Limitations & Future Work¶
- Experiments primarily focused on mathematical reasoning; cross-domain generalization (e.g., code generation, common sense reasoning) requires further verification.
- The quality of ICL steering depends on the quality of demonstrations, which may have limited effects on extremely difficult problems.
- Each prompt uses only 1 off-policy trajectory (7+1 configuration); more flexible ratio strategies are worth exploring.
- Future work could combine ICPO with other exploration enhancement techniques such as temperature tuning or replay buffers.
Related Work & Insights¶
- vs LUFFY: LUFFY requires reasoning trajectories from stronger LRMs as off-policy samples. ICPO replaces external models with ICL, outperforming LUFFY by +3.3 on Qwen2.5-Math-7B.
- vs GRPO + Extra Rollouts: Simply increasing rollout numbers shows limited effect; ICPO's ICL steering provides more effective exploration signals.
- vs ReLIFT: ReLIFT alternates between RL and SFT, introducing training instability. ICPO unifies SFT signals and RL optimization within a single framework.
Rating¶
- Novelty: ⭐⭐⭐⭐ Reinterpreting ICL as implicit expert forcing and integrating it into RLVR is a novel approach.

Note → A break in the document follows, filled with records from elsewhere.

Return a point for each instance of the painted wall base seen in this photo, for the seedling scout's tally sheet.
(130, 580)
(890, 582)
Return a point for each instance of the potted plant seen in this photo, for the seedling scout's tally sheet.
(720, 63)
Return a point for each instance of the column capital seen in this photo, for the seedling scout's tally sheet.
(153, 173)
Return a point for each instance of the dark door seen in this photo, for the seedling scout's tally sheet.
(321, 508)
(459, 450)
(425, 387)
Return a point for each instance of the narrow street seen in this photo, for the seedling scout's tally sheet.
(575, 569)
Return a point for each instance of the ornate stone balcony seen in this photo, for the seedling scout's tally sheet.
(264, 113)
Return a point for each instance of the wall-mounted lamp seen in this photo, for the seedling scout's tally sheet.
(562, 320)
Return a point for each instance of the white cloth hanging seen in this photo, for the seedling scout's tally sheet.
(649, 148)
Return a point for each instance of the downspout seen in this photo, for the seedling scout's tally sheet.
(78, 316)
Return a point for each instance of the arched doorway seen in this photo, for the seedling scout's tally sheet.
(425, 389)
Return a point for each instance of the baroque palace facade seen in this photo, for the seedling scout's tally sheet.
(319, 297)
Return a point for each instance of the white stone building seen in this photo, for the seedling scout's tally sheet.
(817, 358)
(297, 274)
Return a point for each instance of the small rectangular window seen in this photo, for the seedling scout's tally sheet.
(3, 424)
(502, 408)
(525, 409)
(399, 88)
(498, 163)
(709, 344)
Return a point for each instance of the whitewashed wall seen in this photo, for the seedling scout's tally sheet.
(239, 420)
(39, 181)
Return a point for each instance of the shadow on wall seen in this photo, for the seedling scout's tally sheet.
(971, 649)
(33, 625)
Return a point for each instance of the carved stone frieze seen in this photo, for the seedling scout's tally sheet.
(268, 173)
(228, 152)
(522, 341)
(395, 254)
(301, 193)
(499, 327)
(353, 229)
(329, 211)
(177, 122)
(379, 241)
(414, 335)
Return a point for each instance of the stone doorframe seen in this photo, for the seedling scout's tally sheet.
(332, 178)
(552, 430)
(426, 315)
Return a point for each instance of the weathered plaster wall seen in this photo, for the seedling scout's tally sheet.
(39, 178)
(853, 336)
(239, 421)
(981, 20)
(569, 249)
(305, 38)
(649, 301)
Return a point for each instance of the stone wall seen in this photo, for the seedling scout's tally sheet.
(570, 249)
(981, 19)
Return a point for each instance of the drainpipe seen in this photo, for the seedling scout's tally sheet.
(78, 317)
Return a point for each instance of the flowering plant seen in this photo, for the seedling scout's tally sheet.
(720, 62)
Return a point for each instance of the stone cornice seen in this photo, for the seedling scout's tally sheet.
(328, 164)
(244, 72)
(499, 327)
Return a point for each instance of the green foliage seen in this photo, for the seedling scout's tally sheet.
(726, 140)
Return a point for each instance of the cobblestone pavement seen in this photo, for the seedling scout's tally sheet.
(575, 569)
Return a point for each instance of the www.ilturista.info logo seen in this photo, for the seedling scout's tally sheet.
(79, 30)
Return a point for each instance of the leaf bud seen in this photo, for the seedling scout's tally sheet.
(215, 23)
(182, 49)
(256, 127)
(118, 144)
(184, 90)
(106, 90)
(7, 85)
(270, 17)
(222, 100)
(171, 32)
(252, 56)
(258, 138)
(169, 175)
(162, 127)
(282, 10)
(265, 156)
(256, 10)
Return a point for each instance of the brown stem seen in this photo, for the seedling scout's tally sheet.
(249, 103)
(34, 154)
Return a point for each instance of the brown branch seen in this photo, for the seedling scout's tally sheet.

- Experimental Thoroughness: ⭐⭐⭐⭐ Comprehensive evaluation across multiple models and benchmarks, including ablation, expert data analysis, and training dynamics.
- Writing Quality: ⭐⭐⭐⭐ Clear framework, complete derivations, and strong coupling between theoretical motivation and experimental validation.
- Value: ⭐⭐⭐⭐ Provides a low-cost exploration enhancement paradigm for RLVR, offering practical value for LRM post-training.